Data Processing and Classification

The Data Processing and Classification team is in the Department d'Informatique of Ecole Normale Superieure, and is a joint research team between École Normale Supérieure de Paris and the Centre National de la Recherche Scientifique : CNRS/ENS UMR 8548.

Our research is devoted to generic mathematical and algorithmic approaches to represent high-dimensional data for classifications. Wide range of applications are studied for speech and music, images and videos, geophysical seismic data, medical data, but in physics for quantum chemistry, fluid turbulences and cosmology. Revealing the information carried by these very different high-dimensional data relies on similar principles. They all suffer from a curse of dimensionality, which hides complex structures.

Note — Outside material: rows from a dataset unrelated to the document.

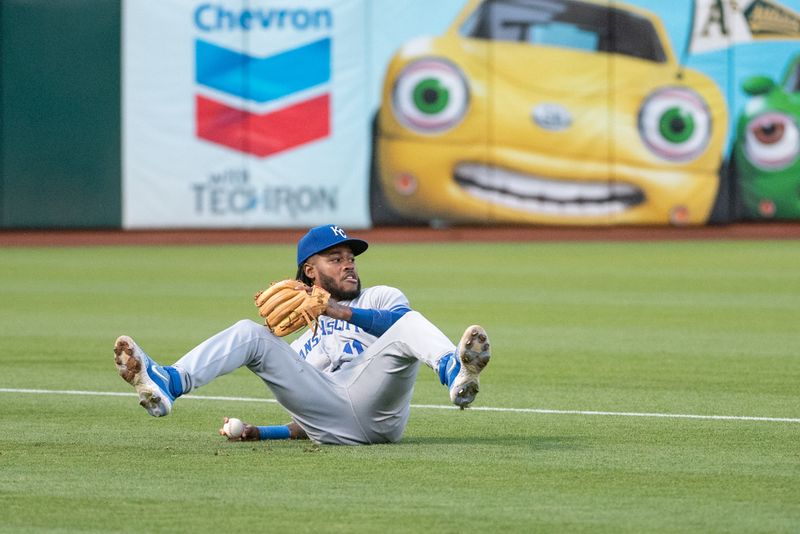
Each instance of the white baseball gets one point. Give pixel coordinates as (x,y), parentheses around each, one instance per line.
(234,428)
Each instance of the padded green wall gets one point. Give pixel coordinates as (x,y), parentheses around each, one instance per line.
(60,113)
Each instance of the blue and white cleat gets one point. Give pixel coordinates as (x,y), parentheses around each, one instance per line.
(150,380)
(473,352)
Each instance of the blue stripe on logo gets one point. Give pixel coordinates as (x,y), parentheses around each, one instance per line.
(263,79)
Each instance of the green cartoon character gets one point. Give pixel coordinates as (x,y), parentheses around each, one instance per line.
(767,146)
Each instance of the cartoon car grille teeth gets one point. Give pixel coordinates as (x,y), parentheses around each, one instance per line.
(544,195)
(547,112)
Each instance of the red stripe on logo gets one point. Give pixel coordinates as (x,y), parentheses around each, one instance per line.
(263,135)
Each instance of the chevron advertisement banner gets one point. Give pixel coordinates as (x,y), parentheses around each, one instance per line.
(244,113)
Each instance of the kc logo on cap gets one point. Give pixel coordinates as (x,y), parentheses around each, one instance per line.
(321,238)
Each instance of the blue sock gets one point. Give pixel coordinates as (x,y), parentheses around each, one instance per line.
(274,432)
(175,384)
(449,366)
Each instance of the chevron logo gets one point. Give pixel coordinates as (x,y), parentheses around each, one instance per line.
(285,82)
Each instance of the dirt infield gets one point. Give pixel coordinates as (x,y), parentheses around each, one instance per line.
(39,238)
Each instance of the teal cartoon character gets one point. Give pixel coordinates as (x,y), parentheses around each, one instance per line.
(765,154)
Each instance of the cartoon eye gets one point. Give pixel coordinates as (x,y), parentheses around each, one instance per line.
(772,141)
(430,96)
(675,124)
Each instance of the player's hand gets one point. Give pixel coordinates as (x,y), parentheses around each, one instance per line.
(250,432)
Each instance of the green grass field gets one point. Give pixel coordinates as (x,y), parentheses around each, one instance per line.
(697,328)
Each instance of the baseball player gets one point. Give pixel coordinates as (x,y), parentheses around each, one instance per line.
(349,380)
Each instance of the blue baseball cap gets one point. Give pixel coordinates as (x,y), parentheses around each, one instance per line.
(324,237)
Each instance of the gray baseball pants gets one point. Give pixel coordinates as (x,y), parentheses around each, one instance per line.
(367,401)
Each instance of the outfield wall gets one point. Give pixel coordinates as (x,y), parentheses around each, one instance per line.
(257,114)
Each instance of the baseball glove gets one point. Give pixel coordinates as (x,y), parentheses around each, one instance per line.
(289,305)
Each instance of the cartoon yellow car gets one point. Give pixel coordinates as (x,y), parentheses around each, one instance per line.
(547,112)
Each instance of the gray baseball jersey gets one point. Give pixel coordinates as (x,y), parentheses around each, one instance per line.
(341,386)
(337,342)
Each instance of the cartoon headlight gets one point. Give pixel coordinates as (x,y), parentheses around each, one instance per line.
(772,141)
(430,96)
(675,124)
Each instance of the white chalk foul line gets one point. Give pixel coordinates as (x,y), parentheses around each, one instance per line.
(435,406)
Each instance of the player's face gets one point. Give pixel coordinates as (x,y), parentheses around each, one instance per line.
(335,270)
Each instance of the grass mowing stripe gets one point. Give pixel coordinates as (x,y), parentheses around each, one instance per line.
(439,407)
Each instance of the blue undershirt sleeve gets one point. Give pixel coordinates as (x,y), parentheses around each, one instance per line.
(376,322)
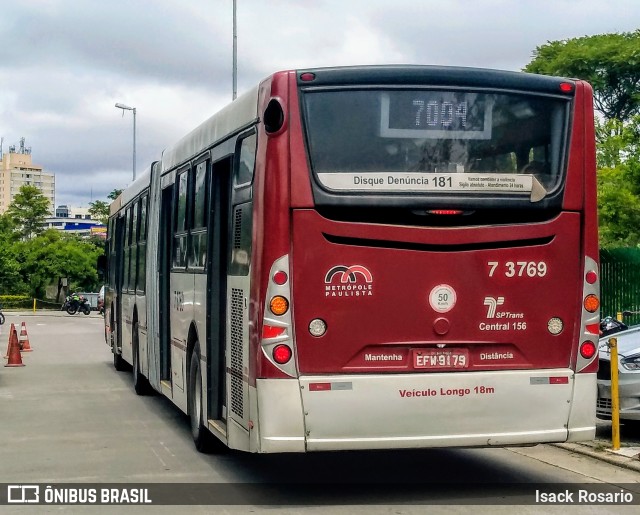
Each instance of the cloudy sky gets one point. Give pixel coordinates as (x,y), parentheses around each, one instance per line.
(65,63)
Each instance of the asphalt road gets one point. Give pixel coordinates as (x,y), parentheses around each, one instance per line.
(68,417)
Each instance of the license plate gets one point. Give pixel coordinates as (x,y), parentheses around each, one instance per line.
(437,358)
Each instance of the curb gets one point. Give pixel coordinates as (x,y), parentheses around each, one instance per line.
(605,455)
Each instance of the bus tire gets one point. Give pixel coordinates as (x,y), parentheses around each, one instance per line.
(204,441)
(140,383)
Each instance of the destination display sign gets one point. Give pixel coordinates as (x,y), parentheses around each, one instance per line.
(436,114)
(489,183)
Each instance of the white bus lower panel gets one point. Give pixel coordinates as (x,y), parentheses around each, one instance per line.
(426,410)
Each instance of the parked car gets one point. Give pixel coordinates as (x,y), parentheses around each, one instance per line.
(628,375)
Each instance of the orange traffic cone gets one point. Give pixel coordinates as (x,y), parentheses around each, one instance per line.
(15,359)
(9,344)
(24,339)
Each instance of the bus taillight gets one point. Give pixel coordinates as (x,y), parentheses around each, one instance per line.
(279,305)
(282,354)
(278,343)
(280,277)
(591,277)
(588,349)
(591,303)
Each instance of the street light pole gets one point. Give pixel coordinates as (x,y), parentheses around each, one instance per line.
(235,53)
(127,108)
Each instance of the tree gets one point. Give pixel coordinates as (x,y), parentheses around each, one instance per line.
(99,210)
(28,211)
(609,62)
(51,256)
(11,279)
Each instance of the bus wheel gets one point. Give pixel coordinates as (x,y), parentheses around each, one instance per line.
(202,438)
(140,383)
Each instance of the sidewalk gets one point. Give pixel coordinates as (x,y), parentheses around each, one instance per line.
(627,457)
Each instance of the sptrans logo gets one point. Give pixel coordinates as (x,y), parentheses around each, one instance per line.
(348,281)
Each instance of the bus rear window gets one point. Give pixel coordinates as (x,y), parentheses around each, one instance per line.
(436,141)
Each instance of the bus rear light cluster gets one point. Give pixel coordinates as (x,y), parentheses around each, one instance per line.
(279,305)
(591,303)
(588,349)
(278,343)
(282,354)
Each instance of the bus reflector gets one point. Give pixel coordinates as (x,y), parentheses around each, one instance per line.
(587,350)
(591,277)
(593,328)
(445,211)
(270,331)
(281,354)
(591,303)
(317,327)
(555,325)
(279,305)
(280,277)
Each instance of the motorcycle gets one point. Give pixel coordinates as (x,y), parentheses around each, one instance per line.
(76,303)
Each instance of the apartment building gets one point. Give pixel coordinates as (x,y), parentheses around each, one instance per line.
(16,170)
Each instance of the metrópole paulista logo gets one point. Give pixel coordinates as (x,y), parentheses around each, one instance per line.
(348,281)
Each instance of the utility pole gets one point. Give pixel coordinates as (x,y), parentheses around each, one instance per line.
(235,53)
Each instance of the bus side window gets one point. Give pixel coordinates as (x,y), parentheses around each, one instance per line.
(246,162)
(181,228)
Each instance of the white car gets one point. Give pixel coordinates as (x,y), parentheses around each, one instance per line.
(628,375)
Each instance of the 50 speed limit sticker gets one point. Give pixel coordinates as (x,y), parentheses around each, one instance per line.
(442,298)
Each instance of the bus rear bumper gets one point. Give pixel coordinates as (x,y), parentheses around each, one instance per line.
(394,411)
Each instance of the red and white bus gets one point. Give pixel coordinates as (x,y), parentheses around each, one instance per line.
(369,258)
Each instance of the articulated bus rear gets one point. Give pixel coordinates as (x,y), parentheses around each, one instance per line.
(436,283)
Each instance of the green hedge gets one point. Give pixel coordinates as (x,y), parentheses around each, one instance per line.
(16,301)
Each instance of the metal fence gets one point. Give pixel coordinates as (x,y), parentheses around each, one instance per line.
(620,283)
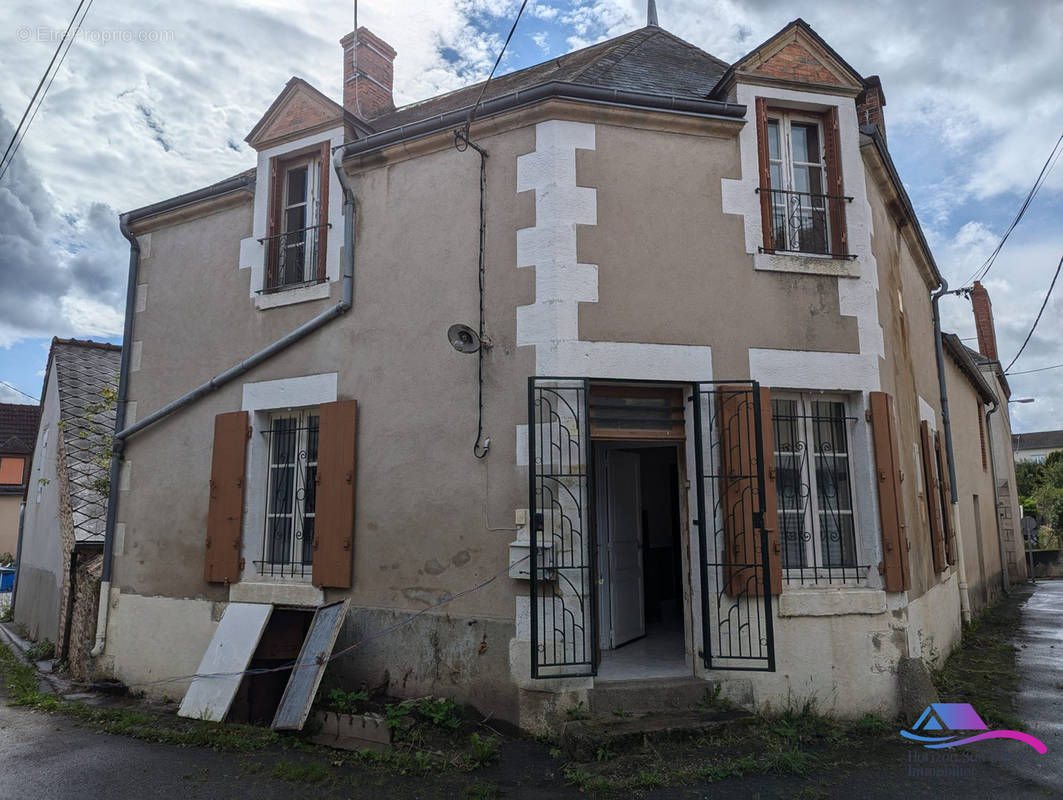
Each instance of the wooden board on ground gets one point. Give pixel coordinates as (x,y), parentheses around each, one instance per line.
(309,667)
(226,658)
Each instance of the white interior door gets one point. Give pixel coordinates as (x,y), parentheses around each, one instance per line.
(625,548)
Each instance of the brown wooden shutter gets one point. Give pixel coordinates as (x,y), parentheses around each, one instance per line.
(894,565)
(225,510)
(946,498)
(771,492)
(836,186)
(322,234)
(273,221)
(738,489)
(931,491)
(765,174)
(334,512)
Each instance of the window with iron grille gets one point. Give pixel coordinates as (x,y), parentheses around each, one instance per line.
(290,494)
(298,220)
(814,489)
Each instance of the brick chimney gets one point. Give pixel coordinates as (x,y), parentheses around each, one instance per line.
(983,321)
(367,74)
(870,104)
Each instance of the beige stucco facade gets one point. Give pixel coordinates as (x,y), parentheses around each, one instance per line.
(9,523)
(620,243)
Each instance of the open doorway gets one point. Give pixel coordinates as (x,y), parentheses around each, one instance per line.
(640,561)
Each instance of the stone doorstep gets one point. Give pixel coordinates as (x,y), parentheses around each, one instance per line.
(352,731)
(653,695)
(583,739)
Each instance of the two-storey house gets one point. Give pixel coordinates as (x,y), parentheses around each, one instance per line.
(620,369)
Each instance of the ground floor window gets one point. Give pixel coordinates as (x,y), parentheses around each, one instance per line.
(290,494)
(814,488)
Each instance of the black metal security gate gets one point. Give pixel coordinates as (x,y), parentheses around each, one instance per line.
(734,542)
(562,557)
(736,588)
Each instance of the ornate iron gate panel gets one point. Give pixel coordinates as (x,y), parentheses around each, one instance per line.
(736,586)
(562,588)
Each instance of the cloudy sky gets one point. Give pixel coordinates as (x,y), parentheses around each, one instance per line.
(156,97)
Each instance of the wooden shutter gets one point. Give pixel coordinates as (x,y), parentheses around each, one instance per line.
(334,510)
(273,222)
(894,565)
(739,496)
(224,516)
(836,186)
(325,158)
(771,492)
(765,174)
(946,498)
(931,491)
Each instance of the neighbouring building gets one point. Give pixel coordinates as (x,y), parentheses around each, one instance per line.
(18,431)
(691,431)
(1036,444)
(60,558)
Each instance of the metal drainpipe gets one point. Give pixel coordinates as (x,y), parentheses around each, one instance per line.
(122,433)
(946,424)
(996,511)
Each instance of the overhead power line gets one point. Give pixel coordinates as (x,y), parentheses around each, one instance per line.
(472,112)
(1043,305)
(1053,156)
(1043,369)
(44,85)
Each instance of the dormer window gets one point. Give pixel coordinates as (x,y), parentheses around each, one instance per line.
(298,220)
(803,202)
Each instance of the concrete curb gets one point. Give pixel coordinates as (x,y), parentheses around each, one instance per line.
(19,646)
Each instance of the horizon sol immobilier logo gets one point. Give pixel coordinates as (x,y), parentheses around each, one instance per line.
(945,720)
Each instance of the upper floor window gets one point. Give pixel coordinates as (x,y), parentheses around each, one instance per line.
(298,220)
(803,204)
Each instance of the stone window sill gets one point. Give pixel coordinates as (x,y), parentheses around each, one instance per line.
(831,601)
(806,265)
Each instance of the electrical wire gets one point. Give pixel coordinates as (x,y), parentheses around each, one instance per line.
(16,389)
(472,112)
(1043,305)
(1043,369)
(1053,156)
(19,134)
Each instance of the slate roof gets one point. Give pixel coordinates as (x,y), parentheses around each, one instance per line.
(83,371)
(1049,440)
(18,427)
(648,60)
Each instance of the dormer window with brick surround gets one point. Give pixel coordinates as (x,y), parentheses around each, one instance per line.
(802,193)
(298,220)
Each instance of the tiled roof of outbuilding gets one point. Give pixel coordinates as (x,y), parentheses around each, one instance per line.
(85,371)
(1038,440)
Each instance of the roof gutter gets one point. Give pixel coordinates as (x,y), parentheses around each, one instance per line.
(1005,580)
(946,424)
(122,433)
(552,90)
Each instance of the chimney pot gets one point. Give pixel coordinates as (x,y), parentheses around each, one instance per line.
(368,74)
(870,104)
(983,321)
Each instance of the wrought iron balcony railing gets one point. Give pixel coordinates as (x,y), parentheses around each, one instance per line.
(802,222)
(293,258)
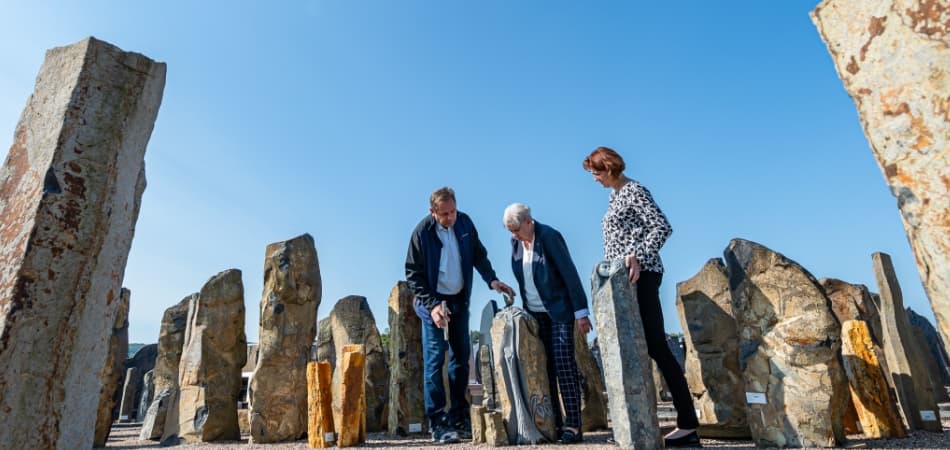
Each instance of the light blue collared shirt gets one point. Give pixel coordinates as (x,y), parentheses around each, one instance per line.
(450,263)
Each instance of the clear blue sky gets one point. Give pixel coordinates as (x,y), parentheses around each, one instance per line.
(338,118)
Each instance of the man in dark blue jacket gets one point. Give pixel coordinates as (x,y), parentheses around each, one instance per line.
(552,292)
(443,250)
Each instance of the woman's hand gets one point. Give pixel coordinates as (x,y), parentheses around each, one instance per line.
(633,266)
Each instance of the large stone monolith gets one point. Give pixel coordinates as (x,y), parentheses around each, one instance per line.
(789,347)
(631,395)
(704,304)
(352,323)
(406,402)
(913,389)
(292,293)
(892,57)
(70,191)
(213,353)
(112,371)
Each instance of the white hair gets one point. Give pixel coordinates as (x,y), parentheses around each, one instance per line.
(516,214)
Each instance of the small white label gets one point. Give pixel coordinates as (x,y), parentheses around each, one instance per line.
(755,398)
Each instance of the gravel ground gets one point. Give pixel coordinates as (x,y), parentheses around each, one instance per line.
(125,436)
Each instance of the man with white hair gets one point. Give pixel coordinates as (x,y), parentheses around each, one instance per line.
(552,292)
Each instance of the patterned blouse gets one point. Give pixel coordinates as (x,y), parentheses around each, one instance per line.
(634,224)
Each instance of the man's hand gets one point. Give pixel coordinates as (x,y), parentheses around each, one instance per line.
(583,325)
(440,317)
(634,268)
(498,286)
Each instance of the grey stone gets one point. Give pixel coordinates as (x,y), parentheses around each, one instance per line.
(631,395)
(70,191)
(288,325)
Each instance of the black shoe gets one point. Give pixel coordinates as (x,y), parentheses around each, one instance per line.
(570,437)
(689,440)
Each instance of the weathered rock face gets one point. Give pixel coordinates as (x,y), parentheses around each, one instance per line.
(789,342)
(524,391)
(214,351)
(913,389)
(292,293)
(869,389)
(627,365)
(891,56)
(70,191)
(352,322)
(406,402)
(593,400)
(704,304)
(112,371)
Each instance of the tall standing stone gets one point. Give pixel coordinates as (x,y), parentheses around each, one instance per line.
(913,389)
(704,304)
(292,293)
(214,351)
(789,346)
(352,323)
(631,396)
(112,371)
(406,402)
(892,57)
(70,191)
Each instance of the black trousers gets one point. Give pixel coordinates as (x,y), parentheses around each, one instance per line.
(648,297)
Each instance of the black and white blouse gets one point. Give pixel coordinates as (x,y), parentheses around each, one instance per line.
(635,225)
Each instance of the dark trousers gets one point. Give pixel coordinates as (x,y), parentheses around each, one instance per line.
(558,339)
(648,298)
(433,353)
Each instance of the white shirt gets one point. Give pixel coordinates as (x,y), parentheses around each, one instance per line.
(532,298)
(450,263)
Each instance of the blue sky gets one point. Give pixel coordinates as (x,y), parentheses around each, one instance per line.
(338,118)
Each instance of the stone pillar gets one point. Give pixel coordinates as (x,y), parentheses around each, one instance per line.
(214,351)
(292,293)
(631,396)
(704,304)
(915,394)
(320,430)
(70,191)
(171,337)
(891,56)
(112,371)
(351,421)
(789,340)
(869,390)
(352,322)
(406,402)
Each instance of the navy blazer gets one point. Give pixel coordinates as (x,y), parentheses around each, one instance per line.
(555,276)
(425,251)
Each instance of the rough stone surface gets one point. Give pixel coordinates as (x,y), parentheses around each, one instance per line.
(70,191)
(406,402)
(524,394)
(214,350)
(913,389)
(593,400)
(112,371)
(292,293)
(704,304)
(869,390)
(631,395)
(789,346)
(352,322)
(892,57)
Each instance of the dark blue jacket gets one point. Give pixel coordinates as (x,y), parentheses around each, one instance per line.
(555,276)
(425,251)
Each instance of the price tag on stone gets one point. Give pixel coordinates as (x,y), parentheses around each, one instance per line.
(755,398)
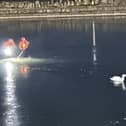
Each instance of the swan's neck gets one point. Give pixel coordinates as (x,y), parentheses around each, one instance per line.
(123,77)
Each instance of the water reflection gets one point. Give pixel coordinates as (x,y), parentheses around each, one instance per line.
(11,115)
(11,72)
(94,45)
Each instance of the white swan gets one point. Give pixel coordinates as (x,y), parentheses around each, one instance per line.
(117,80)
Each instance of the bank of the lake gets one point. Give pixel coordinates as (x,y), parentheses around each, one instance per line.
(59,9)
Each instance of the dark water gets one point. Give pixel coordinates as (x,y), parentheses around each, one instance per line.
(75,92)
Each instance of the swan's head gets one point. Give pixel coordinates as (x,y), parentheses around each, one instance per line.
(123,75)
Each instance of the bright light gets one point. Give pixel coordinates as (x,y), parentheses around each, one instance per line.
(8,51)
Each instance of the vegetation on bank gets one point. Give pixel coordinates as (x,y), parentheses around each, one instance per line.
(58,3)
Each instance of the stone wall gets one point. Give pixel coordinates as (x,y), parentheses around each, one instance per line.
(69,6)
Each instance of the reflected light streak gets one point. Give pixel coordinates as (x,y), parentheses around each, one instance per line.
(94,50)
(11,115)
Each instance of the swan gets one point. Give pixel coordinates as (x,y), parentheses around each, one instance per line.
(119,80)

Our approaches are ground on mathematics and algorithms emmerging from harmonic analysis and geometry. They involve wavelet transforms, groups and manifolds, invariant and sparse representations, dictionary and kernel learning, deep neural networks and statistical learning. We also maintain close collaborations with teams in neurophysiology of perceptions as well physicists working in statistical physics, quantum chemistry and cosmology.

Research Topics

Invariant Representations with Scattering

Data classes suffer from a considerable variability that needs to be reduced without removing discriminative information. We study the construction of stable, informative invariants over groups mainly responsible for the data variability. This topic relies on scattering transforms which iterate on wavelet transforms along deep neural networks. Applications are developed to speech and music, images, medical signal analysis, and physics.

Sparse Dictionary and Unsupervised Group Learning

Learning representations from unlabeled data amounts to learn important structures in an unknown data world, from examples. Sparsity and dictionary learning are important tool to search for structure that can be modeled as groups or manifolds. Understanding deep neural network structures

Data Geometry

Geometric data representation still play a minor role in classification because of instabilities. Simple approaches including edge and boundary detections appear to not so effective in high dimension. Finding informative and stable geometric signal representation is not only important for images or videos but also for audio signals and music, where rhythm and long range structures are particular forms of geometry. Invariants and symmetry groups are important tools to tackle these issues.

Inverse Problems

Data classification often requires to reveal or separate hidden information. Separating multiple information sources is necessary to analyze complex audio signals and images. We study other non-linear inverse problems such as phase recovery , which appear in signal processing but also physics problems. Harmonic analysis, sparsity and convex optimization are major pillars to attack these questions.